If Americans were to slim down to even the middle-class weight in India, “many hungry people in sub-Saharan Africa would find food on their plates,” Mehta said. The money Americans spend on liposuction to get rid of their excess fat could be funneled to famine victims instead, he added.
Developing nations like China and India have long been blamed for everything from the rising cost of commodities to global warming, because they are consuming more goods and fuels than ever before. But Indians from the prime minister’s office on down never fail to point out that per capita, India uses far fewer commodities and pollutes far less than the West, and particularly the United States.
Many Indians felt that the remarks of President George W. Bush on May 2 were more of the same, though this time they seemed to breed a widespread sense of “We’re not going to take this anymore.” During a news conference in Missouri, Bush mentioned India’s growing middle class, and said “when you start getting wealth, you start demanding better nutrition and better food, and so demand is high, and that causes the price to go up.” This came on the heels of a similar statement by Secretary of State Condoleezza Rice that had already upset many in India.
Americans eat an average of 3,770 calories per capita a day, the highest amount in the world, according to data from the UN Food and Agricultural Organization, compared to 2,440 calories in India. They are also the largest per capita consumers in any major economy of beef, the most energy-intensive common food source, according to the U.S. Department of Agriculture. The United States and Canada top the world in oil consumption per person, according to the U.S. Energy Information Administration.
“George Bush has never been known for his knowledge of economics,” Jairam Ramesh, the minister of state for commerce, told The Press Trust of India after Bush’s remarks, which he said proved again how “comprehensively wrong” Bush is.
“To say that demand for food in India is causing increase in global food prices is completely wrong,” Ramesh said.
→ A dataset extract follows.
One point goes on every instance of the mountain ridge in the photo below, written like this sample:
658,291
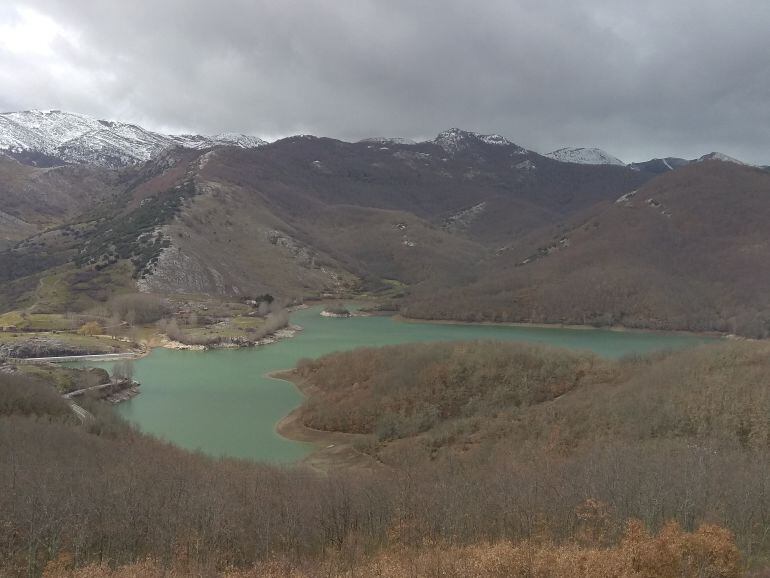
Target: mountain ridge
72,138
Politicians and academics in India cite various other reasons: diversion of arable land in the United States and Europe into ethanol production; trade subsidies by the United States and Europe; and the dollar’s decline.
Subsidies to Western farmers have undercut agricultural production in fertile areas of Africa for decades, Kamal Nath, India’s minister for commerce and industry, said by telephone. Meanwhile, he added, Americans waste more food than people in many other countries, in part because they buy in such large quantities.
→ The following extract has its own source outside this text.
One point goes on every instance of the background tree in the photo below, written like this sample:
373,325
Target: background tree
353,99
The United States is responsible “many times more” than India for the world food crisis because of its higher food consumption, said Ramesh Chand, an economist with the Indian Council of Agricultural Research, which advises India’s government on farming policy.
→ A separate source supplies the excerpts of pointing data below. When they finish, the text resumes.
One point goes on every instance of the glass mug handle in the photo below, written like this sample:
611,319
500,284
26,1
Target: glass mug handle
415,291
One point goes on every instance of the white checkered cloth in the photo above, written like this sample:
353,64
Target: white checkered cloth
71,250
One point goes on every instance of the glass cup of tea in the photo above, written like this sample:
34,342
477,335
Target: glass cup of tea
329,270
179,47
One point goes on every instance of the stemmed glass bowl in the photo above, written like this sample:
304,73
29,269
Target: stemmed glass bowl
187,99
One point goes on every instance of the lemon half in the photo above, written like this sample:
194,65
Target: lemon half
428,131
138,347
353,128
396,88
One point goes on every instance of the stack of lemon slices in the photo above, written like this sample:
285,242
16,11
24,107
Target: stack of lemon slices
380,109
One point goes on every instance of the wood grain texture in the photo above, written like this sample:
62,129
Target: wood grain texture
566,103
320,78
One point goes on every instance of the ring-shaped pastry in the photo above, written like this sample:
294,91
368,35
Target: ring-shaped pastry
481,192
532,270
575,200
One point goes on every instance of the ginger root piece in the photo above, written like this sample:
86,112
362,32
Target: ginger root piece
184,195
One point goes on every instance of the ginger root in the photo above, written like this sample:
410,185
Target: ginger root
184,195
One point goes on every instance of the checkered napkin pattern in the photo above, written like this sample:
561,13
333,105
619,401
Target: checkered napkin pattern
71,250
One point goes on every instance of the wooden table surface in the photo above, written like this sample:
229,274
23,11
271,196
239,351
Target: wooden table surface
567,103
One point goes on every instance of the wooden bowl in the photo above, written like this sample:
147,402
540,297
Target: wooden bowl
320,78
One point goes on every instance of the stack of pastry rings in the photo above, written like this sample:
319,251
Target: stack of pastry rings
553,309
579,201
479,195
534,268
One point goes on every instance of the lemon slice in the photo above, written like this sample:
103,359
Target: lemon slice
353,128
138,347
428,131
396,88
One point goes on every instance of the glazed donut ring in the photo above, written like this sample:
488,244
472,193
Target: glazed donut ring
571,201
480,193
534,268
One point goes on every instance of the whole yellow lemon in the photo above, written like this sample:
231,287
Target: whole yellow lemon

The Bush administration responded to the criticism from India with calls for a truce. Bush is a “great friend and admirer” of India, said David Mulford, the U.S. ambassador to India. He added that he thought “this is a time for increased cooperation among nations to solve this problem and that hostile political commentary is not productive.”
A White House spokesman, Scott Stanzel said, “We think it is a good thing countries are developing, that more and more people have higher standards of living.”
Blaming India’s growth is not only unfair but nonsensical, some economists argue. Food prices have not been continually rising with the growth of the developing world, said Ramgopal Agarwala, a former World Bank economist and senior adviser at RIS, a think tank in New Delhi.
“They were static until 2006, then in 2007 and 2008 there was a sudden spark,” he said. Meanwhile, India’s boom has been happening over the past decade. This is “not last year’s phenomena,” he said.
“I don’t know who advised the president” on his recent comments, Agarwala said, but his analysis is “sub-prime.”
Bush’s “ignorance on most matters is widely known and openly acknowledged by his own countrymen,” The Asian Age argued May 5 in an editorial, but he must not be allowed to “get away” with an attempt to “divert global attention from the truth by passing the buck on to India.”
Mehta said that his remarks on liposuction were meant to be tongue in cheek but that “politically incorrect” attitudes like Bush’s and Rice’s needed to be challenged. Rather than blaming India, Mehta said, the West should be adjusting to the changing world. “If the developing world is going to develop, demand is going to go up and there are going to be new political paradigms,” he said.